O que destrói pelo fundamento a metafísica freudiana ou a formulação de um complexo edipiano a parte de determinada formação cultural. Nem estamos dizendo que o complexo edipiano não exista em determinada realidade espacial e temporal... Limita-mo-nos a negar sua amplitude e presença universal, o quel por sinal já foi suficientemente demonstrado por M Mead quanto a primitiva cultura africana e por Malinowsky quanto aos habitantes das Ilhas Tobriand.

Sem que haja paternidade definida, como é próprio da organização sexual grupal, o tão decantado Complexo de Édipo vai-se pelo ralo abaixo. Impossível formula-lo em termos de paternidade difusa... bem a gosto da "República" do velho Platão... Onde todos os machos são pais das crias.

Devo acrescentar ainda que o incesto filha/ pai e irmão/irmão é frustrado em função das jovens chimpanzés migrarem para outros grupos. Estabelecendo-se em cada grupo, quanto ao macho que ali permanece, uma organização matrilinear, a qual parece corresponder da mesma maneira a organização dos primeiros grupos humanos. Freud como conhecedor de J J Bachofen e L Morgan, esta perfeitamente ciente disto p 140/142. O próprio matriarcado e a existência das divindades femininas, como a grande mãe, se lhe apresentam como algo um tanto enigmático. p 194 Evidente que a matrilinearidade supõem a ignorância quanto a pessoa do genitor, e a formação promiscua dos primeiros grupos humanos.

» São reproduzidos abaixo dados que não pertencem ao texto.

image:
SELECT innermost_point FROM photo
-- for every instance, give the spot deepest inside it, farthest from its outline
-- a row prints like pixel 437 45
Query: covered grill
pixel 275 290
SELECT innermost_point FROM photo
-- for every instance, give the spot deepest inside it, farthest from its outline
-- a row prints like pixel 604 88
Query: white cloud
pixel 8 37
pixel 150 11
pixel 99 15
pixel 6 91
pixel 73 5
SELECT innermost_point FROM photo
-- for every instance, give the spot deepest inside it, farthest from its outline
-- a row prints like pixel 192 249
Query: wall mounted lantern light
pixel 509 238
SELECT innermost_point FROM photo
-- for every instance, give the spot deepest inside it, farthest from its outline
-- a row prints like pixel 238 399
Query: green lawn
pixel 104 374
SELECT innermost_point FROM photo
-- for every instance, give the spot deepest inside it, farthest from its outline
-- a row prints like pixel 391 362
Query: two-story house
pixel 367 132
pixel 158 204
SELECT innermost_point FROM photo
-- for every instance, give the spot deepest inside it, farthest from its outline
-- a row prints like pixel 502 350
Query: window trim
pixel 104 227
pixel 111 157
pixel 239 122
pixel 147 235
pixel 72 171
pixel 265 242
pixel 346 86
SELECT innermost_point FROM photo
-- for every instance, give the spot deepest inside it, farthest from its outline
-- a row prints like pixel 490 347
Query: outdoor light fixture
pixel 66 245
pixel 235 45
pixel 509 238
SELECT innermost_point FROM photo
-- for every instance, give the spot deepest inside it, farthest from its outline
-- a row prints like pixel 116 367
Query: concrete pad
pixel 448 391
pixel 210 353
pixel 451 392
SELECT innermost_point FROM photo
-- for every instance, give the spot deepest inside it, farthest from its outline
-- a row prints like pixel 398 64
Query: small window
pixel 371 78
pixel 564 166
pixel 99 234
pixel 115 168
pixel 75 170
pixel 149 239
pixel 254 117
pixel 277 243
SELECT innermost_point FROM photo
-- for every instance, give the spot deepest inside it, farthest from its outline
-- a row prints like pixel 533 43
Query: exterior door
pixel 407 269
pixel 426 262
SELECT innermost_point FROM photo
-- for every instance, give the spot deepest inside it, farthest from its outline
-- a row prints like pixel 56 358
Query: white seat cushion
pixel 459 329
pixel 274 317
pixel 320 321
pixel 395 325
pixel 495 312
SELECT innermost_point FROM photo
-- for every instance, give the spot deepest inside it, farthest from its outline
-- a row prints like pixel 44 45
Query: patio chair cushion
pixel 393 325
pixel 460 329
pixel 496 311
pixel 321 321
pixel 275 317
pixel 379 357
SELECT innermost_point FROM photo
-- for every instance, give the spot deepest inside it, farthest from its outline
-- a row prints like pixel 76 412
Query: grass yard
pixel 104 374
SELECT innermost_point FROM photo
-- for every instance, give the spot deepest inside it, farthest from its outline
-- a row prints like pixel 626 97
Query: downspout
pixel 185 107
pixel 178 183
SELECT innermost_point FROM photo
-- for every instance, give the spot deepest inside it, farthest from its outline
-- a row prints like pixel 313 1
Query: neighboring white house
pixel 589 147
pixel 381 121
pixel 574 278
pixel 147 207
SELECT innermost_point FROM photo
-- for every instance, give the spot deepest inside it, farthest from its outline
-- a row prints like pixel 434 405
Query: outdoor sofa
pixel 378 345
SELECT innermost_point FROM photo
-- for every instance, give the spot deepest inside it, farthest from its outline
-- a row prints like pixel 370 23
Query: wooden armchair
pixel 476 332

Resta-nos indagar a respeito das relações mãe e filho na Sociedade promiscua dos chimpanzés. Aqui mais uma vez os primatólogos são terminantes - jamais puderam observar chimpanzés machos copulando com suas mães biológicas em estado de liberdade ou natureza. Quanto a isto é necessário ter em mente a constatação basilar de Wolfgang Kohler segundo a qual um chimpanzé enjaulado e isolado, privado com contato com o grupo, não é um chimpanzé de verdade, uma vez que se tratam de animais caracteristicamente gregários.

Seja como for em estado de natureza, o incesto mãe/filho jamais foi verificado nas Sociedades chimpanzés.

Outro aspecto não menos interessante da relação mãe/filho entre os chimpanzés é a estabilidade ou durabilidade dos vínculos afetivos, os quais supostamente impedem a ativação das relações sexuais ou mesmo do próprio desejo. O que nos levaria a hipótese de Westermarck - Efeito Westermarck - a ser discutida noutro artigo.